Sudden death economics


August 1, 2010
By Herman Cain

“Our economy is on a government-induced lose-lose trajectory of financial destruction between federal spending and tax revenue. It’s a Mathematically Assured Depression (MAD). The only unanswered question is when.”


- Herman Cain, March 9, 2009 commentary

I do not enjoy bad news predictions. But the president, his administration, Congress and the major mainstream broadcast media are focused on everything except the coming financial disaster we face. It’s not that the other issues are not critical. The financial crisis could be catastrophic.

The Congressional Budget Office (CBO) issued another warning last week that the growing federal debt is unsustainable! It is a real crisis! As stated in the CBO report, “A growing level of federal debt would increase the probability of a sudden fiscal collapse”.

This did not just start under the Obama Administration, but it has clearly accelerated during this administration. Consider the following statistics:

When President Obama took office in January 2009, the national debt was $9.5 trillion, which is nearly $32,000 for every man, woman and child living in this country. The national debt as of this writing is nearly $14 trillion, which is $45,000 for every man, woman and child living in this country. That’s a historic increase in a historic short period of time!

That debt does not die when we die. Our children and grandchildren will have to pay our foreign creditors back, if we can avoid a total financial collapse.

As the president and Congress continue to spend like crazy, they continue to pay lip service to wanting to get spending under control. Their words do not match their actions.

For example, Senate Democrats tried to pass a $30 billion “drop in the bucket” package to help stimulate lending to small businesses.
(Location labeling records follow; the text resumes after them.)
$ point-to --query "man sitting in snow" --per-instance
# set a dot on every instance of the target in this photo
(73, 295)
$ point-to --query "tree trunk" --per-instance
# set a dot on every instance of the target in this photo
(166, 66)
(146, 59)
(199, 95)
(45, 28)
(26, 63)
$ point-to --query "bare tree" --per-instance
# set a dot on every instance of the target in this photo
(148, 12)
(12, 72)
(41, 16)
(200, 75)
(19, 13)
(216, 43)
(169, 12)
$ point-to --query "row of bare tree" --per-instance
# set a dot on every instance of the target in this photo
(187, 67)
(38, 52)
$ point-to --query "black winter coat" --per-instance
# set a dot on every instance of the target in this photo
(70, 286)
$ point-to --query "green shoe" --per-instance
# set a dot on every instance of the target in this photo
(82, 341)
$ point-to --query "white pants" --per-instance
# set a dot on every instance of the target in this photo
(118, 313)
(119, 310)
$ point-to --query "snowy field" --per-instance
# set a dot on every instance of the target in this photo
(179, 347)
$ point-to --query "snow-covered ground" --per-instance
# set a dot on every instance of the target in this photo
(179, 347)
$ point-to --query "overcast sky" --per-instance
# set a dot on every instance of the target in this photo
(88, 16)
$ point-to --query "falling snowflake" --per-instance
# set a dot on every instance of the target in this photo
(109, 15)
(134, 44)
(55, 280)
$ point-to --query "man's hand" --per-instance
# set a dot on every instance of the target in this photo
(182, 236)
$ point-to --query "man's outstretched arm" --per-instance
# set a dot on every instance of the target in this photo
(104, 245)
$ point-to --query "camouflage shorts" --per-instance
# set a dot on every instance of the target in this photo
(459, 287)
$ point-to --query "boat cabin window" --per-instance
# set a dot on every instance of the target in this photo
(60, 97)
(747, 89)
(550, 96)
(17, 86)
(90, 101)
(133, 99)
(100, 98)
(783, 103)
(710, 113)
Over $600 billion of the stimulus bill has not worked, so the Democrats wanted to throw another $30 billion on top of the $846 billion stimulus spending. The majority of Republicans voted against it because it was new spending, when the money could have been taken out of unspent stimulus funding.
Of course, the president blamed the Republicans for being partisan obstructionists.

The anticipated December 2010 report by the Debt Commission appointed by the president will be nothing more than so-called justification to raise taxes even more than they will automatically increase on January 1, 2011 if Congress does absolutely nothing. Whether or not only the “rich” gets hit remains to be seen.

The CBO report and analyses by other organizations, such as The Heritage Foundation, indicate that the administration and Congress are playing “sudden death” with our economy, which has huge national security implications.

The notion that raising taxes will solve the problem is misguided and factually false based on sound historical analysis. And the belief that this economy will not slow down even further with tax increases is equally misguided.

Admittedly, this is not an inspiring or entertaining topic. In fact, it is downright scary. It is even scarier that a large number of voters are equally oblivious and blind to this clear and present financial danger. What happened in Greece and other European countries can happen here.
The big difference is that Uncle Sam does not have a “sugar daddy” to bail us out.

The 2010 congressional elections are sudden death for control of the House of Representatives. If real Republicans take control, there is some real hope of slowing down the destruction of our economy.

This is a serious crisis, and the elected so-called leaders are not listening. I believe the voters are listening. They will remember in November.